Published on May 06, 2026 | Translated from Spanish

The Japanese yen has shown a significant rally, rising up to 1.8% against the US dollar and reaching 155.04 yen per dollar, its highest level since February 24. This move comes after a recent intervention by Japanese authorities to support their currency, which was under pressure. Subsequently, the yen moderated its advance to trade around 156.37 yen per dollar, keeping markets on alert.

A financial chart shows the yen rising to 155.04 against the dollar, with flags of Japan and the USA in the background.

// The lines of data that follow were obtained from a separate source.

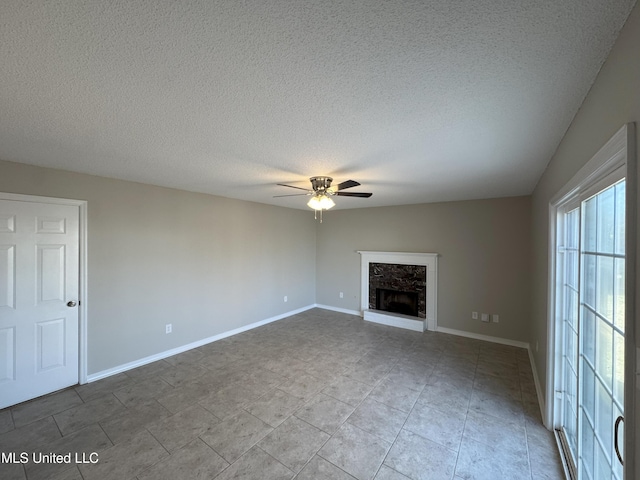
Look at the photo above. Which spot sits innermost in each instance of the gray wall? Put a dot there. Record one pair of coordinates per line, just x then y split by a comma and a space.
156, 255
484, 263
614, 100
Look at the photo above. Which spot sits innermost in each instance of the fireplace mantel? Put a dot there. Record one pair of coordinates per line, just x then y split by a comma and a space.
429, 260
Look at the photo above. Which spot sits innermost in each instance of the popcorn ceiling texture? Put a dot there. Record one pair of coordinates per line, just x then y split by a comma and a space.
420, 101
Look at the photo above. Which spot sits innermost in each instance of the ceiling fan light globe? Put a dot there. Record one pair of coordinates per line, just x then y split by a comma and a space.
320, 202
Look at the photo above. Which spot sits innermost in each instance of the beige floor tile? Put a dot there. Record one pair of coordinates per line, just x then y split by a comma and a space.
105, 386
196, 460
126, 460
303, 386
400, 398
143, 390
499, 433
234, 436
325, 413
33, 437
256, 464
83, 443
386, 473
497, 405
12, 471
132, 421
44, 406
481, 461
76, 418
6, 421
274, 407
379, 419
347, 390
355, 451
419, 458
431, 424
181, 428
293, 443
319, 469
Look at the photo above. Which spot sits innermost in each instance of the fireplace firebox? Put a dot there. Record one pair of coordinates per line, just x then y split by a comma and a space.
397, 301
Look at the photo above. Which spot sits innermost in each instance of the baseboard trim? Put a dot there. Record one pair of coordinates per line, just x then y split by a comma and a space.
536, 381
174, 351
486, 338
338, 309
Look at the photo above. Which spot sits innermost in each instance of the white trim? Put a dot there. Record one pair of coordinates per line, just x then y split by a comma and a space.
338, 309
174, 351
611, 157
83, 268
486, 338
395, 320
429, 260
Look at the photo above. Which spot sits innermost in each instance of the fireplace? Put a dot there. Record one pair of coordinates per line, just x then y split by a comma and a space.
397, 301
409, 283
400, 289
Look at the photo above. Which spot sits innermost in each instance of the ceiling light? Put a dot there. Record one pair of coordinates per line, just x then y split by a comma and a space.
320, 202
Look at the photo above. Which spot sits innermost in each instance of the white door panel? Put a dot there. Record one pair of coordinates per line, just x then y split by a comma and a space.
39, 273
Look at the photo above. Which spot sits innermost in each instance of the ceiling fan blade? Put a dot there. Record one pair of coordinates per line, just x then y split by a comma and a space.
354, 194
291, 186
345, 184
294, 195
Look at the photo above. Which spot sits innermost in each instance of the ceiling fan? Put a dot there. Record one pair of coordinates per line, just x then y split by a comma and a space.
322, 191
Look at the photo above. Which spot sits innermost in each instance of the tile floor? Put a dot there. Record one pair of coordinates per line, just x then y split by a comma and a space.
319, 395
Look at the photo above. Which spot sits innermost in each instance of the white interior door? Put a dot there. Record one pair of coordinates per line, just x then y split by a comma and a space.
39, 275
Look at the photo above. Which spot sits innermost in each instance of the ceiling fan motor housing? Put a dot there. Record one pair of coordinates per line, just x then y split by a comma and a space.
321, 184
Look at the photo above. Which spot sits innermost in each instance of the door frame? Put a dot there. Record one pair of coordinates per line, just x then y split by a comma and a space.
82, 280
617, 153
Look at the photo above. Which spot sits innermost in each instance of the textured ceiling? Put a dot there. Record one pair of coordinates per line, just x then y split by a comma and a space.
420, 101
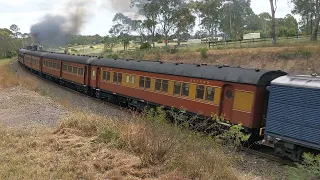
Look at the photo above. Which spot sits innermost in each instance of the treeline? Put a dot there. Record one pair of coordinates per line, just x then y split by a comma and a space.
230, 19
11, 39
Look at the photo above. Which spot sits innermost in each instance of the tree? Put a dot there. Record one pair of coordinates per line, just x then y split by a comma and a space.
310, 12
15, 29
150, 11
185, 23
232, 15
209, 14
168, 15
273, 5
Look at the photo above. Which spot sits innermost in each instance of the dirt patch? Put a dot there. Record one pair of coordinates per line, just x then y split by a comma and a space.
21, 107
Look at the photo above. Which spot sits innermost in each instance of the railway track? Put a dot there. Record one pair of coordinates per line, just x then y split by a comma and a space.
265, 152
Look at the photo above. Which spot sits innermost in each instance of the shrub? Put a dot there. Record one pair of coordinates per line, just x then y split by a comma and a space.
113, 55
203, 53
309, 169
145, 46
11, 54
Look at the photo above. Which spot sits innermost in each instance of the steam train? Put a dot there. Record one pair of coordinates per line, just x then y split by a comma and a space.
277, 109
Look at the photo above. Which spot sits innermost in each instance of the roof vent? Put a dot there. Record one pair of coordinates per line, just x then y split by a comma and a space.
314, 75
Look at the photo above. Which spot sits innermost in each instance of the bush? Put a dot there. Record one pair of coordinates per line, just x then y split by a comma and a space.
145, 46
11, 54
113, 55
309, 169
204, 53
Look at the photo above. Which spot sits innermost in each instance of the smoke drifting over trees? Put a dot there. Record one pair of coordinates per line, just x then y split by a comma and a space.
57, 29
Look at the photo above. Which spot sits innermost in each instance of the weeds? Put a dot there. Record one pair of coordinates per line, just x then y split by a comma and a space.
310, 169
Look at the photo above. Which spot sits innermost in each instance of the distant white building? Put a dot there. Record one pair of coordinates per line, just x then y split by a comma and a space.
251, 36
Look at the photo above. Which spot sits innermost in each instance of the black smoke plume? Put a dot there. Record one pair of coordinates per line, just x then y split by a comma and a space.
57, 30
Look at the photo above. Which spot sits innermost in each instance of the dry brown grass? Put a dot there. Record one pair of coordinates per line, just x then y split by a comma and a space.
87, 146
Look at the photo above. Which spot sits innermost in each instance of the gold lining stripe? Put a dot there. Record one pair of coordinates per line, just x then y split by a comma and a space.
175, 96
244, 91
241, 111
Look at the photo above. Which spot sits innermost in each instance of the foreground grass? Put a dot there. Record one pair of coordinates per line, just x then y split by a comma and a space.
87, 146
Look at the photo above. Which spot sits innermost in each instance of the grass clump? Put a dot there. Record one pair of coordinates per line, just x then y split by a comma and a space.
309, 169
156, 143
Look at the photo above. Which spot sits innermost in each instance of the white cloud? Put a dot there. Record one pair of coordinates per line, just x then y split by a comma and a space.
25, 13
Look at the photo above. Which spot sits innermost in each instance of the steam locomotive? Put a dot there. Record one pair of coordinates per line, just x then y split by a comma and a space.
282, 110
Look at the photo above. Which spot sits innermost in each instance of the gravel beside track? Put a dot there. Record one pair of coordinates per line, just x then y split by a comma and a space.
21, 107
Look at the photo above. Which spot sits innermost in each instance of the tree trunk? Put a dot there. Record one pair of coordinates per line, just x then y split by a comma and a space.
273, 27
314, 35
166, 39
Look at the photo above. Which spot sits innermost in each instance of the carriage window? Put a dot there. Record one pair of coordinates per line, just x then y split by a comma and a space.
115, 77
229, 94
177, 88
158, 84
148, 82
80, 71
70, 69
120, 78
210, 93
185, 89
200, 92
75, 69
108, 76
141, 82
104, 75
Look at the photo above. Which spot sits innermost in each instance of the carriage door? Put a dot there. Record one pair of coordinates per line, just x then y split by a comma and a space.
98, 78
227, 101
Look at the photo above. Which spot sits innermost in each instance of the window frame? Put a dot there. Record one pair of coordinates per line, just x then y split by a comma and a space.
183, 87
156, 82
147, 79
174, 88
142, 82
115, 77
203, 91
167, 86
206, 93
119, 79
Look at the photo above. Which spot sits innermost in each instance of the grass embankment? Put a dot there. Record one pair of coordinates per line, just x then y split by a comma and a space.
87, 146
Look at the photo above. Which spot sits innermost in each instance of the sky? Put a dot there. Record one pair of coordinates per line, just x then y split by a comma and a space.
25, 13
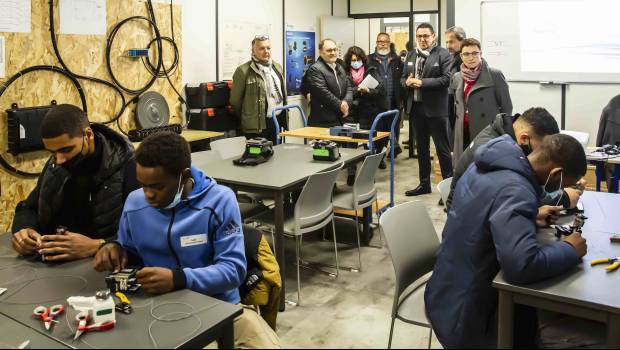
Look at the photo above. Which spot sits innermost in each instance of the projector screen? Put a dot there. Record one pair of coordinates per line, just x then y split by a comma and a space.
553, 40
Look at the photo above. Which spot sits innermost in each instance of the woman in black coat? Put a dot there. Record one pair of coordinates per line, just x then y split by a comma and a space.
367, 103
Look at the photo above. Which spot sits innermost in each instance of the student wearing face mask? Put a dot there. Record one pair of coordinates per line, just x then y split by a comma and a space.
82, 188
492, 226
367, 103
186, 231
528, 130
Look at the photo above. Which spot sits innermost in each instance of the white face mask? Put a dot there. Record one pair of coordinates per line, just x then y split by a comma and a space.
177, 196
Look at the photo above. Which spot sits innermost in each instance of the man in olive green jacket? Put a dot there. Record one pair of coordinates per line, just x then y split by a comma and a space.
258, 87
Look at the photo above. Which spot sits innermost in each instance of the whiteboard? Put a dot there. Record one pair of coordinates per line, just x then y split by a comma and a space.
527, 43
239, 22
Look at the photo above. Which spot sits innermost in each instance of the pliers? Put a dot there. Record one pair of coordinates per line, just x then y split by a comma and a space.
614, 263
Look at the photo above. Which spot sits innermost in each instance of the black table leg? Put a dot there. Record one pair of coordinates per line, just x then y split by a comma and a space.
279, 236
227, 336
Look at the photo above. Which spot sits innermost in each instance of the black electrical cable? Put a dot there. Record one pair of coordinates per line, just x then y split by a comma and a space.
5, 86
111, 38
52, 28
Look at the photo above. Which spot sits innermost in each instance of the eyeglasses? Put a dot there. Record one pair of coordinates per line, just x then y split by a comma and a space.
470, 54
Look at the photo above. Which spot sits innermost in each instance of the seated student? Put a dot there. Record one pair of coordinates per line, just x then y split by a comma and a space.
82, 188
186, 230
528, 130
492, 226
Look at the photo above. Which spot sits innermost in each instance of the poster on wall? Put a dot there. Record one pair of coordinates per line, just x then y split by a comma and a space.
300, 54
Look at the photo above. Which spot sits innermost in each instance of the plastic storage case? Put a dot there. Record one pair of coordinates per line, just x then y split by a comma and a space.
209, 95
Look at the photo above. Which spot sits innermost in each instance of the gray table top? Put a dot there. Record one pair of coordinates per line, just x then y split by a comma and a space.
584, 285
291, 164
58, 282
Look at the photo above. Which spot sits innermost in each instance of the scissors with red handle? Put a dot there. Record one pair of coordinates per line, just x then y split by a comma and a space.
82, 320
48, 314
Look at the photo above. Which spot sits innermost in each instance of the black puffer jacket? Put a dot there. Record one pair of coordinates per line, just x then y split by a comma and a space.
366, 107
327, 91
115, 179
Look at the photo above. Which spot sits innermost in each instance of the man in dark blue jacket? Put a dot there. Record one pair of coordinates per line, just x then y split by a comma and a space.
491, 226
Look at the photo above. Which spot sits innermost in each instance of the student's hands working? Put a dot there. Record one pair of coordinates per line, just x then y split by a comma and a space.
154, 280
66, 247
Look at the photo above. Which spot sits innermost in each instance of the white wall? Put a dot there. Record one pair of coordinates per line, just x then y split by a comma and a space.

The technology behind currency intervention 💻

Currency interventions are not a simple click. The Bank of Japan uses algorithmic trading systems and massive buy orders in real time to inject liquidity and curb speculation. These operations, executed through platforms like EBS and Reuters, require precise coordination with the Ministry of Finance. The goal is to create an artificial floor for the yen without alerting high-frequency algorithms that could anticipate the move. It is a technical chess game between central banks and hedge funds.

The yen, the dollar, and the patience of traders 😏

While Japanese officials sweat bullets adjusting their screens, traders are rubbing their hands together. Each intervention is like a Black Friday discount for speculators: buy low, wait for the artificial rise, and sell before the central bank tires. In the end, the yen rises, but the traders' smile lasts longer than the finance minister's. The moral: markets have no feelings, only open positions.